My way of roleplaying is to take part of me, drop it into the world-fantasy and have at it.

I don't think what might be historical, I believe our archetypal memories will take care of making too many blunders in the setting. I don't think how my character might react in a situation- I just do.

I have seen actors of both sexes say they do the same thing- although they do have to remember their lines or they're sunk for acting in any professional role lol. Other actors spend months researching their role, others sit there and go over and over and over their role, working out every nuance of how they will perform.

I feel both the latter ways to be way beyond my ability or should I say personality- I could never study in school either but managed to graduate with a BS and honors. And I did NOT seduce the teacher(s) *blushes and laughs*, although come to think of it.... Mr. Johst, he woulda been, ahhh nevermind.

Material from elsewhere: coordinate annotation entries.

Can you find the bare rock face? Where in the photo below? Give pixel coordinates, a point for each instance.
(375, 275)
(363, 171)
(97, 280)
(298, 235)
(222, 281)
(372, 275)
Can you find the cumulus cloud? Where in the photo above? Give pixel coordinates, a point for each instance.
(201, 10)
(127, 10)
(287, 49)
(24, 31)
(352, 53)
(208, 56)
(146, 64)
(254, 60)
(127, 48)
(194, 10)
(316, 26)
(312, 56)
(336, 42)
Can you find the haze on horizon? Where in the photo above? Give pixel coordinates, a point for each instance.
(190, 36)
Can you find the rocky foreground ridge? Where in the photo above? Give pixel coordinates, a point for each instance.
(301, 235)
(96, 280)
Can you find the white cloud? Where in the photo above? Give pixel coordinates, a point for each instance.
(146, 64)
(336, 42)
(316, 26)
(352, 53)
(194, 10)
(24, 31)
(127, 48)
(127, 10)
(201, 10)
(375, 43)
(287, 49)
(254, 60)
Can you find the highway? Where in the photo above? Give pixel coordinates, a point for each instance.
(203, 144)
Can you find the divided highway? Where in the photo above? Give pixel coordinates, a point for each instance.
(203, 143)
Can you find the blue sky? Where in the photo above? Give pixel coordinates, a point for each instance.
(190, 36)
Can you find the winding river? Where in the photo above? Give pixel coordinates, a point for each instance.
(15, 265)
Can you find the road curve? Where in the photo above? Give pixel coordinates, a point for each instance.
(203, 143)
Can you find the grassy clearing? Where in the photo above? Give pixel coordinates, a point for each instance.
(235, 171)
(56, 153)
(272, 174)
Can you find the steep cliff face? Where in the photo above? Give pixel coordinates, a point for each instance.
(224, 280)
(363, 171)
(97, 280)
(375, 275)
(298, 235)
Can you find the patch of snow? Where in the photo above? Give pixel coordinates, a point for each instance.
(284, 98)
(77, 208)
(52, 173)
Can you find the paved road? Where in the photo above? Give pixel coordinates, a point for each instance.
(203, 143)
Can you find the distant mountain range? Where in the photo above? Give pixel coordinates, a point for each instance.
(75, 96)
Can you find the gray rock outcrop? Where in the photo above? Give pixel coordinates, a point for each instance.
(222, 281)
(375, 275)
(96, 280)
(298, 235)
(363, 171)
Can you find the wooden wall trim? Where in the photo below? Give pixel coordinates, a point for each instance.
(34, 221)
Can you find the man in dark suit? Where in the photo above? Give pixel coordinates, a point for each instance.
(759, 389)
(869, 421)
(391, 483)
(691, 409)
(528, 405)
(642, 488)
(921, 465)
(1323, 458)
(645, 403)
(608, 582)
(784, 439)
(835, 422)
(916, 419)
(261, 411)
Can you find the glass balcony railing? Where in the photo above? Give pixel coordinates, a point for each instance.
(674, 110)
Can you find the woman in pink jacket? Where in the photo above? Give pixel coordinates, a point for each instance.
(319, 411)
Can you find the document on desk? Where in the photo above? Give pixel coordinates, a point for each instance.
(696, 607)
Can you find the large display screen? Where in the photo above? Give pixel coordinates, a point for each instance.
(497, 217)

My history once developed- starts with a French father (who disappeared) and a Pirate mother- who raised me. That is all the premesis I really need to rock and roll in the game, react to situations, laugh, cry, scream and do all those things I do. The rest falls into place.

So- for the newcomer to rp? Do what best suits your methodology. Jump in. Give it a try. If someone says that's not historically accurate- growl at em, spit and slit their throats with your blade or throw them in chains and deliver them to the Magistrate or whatever strikes your fancy, then go have some more fun.